V - 04

 力は抜けなかった。狙いも外さなかった。薄い皮と肉を通して、衝撃が骨に響いた。止めていた息が詰まった。咳き込み、咽そうになるのをこらえる。もう一度振り下ろす。面ではなく、辺で。振り下ろす。皮膚の中で何かが砕けた。どうしようもないくらい軽い音が頭の中で聞こえた。ナッツを砕くような軽い音。視界が白んだ。一斉に汗が噴き出し、噛み合わせた歯がぎしぎしと軋んだ。皮膚が裂けて細く血が散った。息がしたかったが、息を吸い込むと手が止まってしまうのがわかった。もう一度振り下ろす。もう一度。

 振り下ろした。


 左手からハンマーが抜け、回転してテーブルから落ちた。

 ごと、と床を叩く音がした。


 口から息が漏れた。


 二本の指が一瞬恐ろしく冷たくなり、灼熱した。


 指が血を滲ませながら大きく脈打ち、脈打つたびに痛みが腕を駆け上ってくる。
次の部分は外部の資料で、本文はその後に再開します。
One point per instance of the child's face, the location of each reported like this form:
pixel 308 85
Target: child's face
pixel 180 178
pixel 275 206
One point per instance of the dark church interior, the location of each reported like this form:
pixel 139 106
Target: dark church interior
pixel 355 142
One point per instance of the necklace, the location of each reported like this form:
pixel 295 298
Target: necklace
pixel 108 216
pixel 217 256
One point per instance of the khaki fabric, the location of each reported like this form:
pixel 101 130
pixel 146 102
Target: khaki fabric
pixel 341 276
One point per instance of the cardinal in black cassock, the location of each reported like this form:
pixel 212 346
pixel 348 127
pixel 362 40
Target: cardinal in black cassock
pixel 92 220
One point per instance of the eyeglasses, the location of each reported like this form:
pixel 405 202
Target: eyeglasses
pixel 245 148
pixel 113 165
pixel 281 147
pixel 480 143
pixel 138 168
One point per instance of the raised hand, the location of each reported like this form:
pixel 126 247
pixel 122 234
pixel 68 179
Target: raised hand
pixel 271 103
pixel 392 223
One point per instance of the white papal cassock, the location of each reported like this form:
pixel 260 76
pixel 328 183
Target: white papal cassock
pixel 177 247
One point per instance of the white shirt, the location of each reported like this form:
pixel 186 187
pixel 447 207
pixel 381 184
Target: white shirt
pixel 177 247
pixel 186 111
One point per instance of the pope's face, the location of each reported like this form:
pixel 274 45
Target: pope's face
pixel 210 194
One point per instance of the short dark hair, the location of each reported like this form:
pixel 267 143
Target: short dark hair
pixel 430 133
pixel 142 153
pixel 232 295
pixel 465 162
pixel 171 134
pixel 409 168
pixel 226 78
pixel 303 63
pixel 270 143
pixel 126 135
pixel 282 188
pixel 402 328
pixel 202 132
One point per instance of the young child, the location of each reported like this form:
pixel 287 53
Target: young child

空気がうまく喉を通っていかない。吸えない。吐けない。とめどなく汗が流れ続ける。小さな心臓が埋まっているように、どくどくどくと砕けた指が脈打っている。


 視界が滲む。

 かろうじて押し出すように息を吐き、口の端だけを吊り上げる。


 痛がっても何にもならない。


 折れた指を左手で覆いながら、顔を上げる。顎の先から汗が垂れ、滴り落ちた。ばたん、とドアが閉まる音がした。部屋を見渡すと、播磨がいなくなっていた。岸田と僕だけが部屋に取り残されていた。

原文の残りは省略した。